You'll need an example.json file that contains a valid JSON array for this example to work:

[
{"name": "Alice", "salary": 100},
{"name": "Bob", "salary": 50},
{"name": "Carl", "salary": 75}
]
note

The json.load() method expects a text file or a binary file containing a JSON document that implements a .read() method.

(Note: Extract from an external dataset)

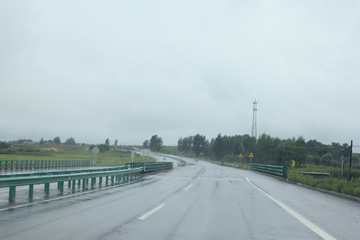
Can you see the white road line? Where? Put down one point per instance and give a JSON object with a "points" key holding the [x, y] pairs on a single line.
{"points": [[151, 212], [306, 222], [188, 187], [66, 196]]}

Filtering JSON Arrays with the filter() Function

The built-in filter() function provides another way to filter data based on a given condition. It's particularly useful with lambda functions.

import json

json_array = json.dumps(
[
{'name': 'Alice', 'salary': 100},
{'name': 'Bob', 'salary': 50},
{'name': 'Carl', 'salary': 75}
]
)

a_list = json.loads(json_array)

filtered_list = list(
filter(
lambda dictionary: dictionary['salary'] > 50,
a_list
)
)

print(filtered_list)
# Output: [{'name': 'Alice', 'salary': 100}, {'name': 'Carl', 'salary': 75}]

Explanation:

  • We load the JSON string into a Python list using json.loads().
  • The filter() function takes two arguments: a function (in this case a lambda function) that serves as a condition and an iterable (a_list).
  • The lambda dictionary: dictionary['salary'] > 50 lambda function checks if the salary is greater than 50.
  • The filter() function returns an iterator containing all the items of the list that return True from the lambda function.
  • We use list() to convert this iterator into a new list, filtered_list.

This method can be more concise than using a for loop for straightforward filtering conditions.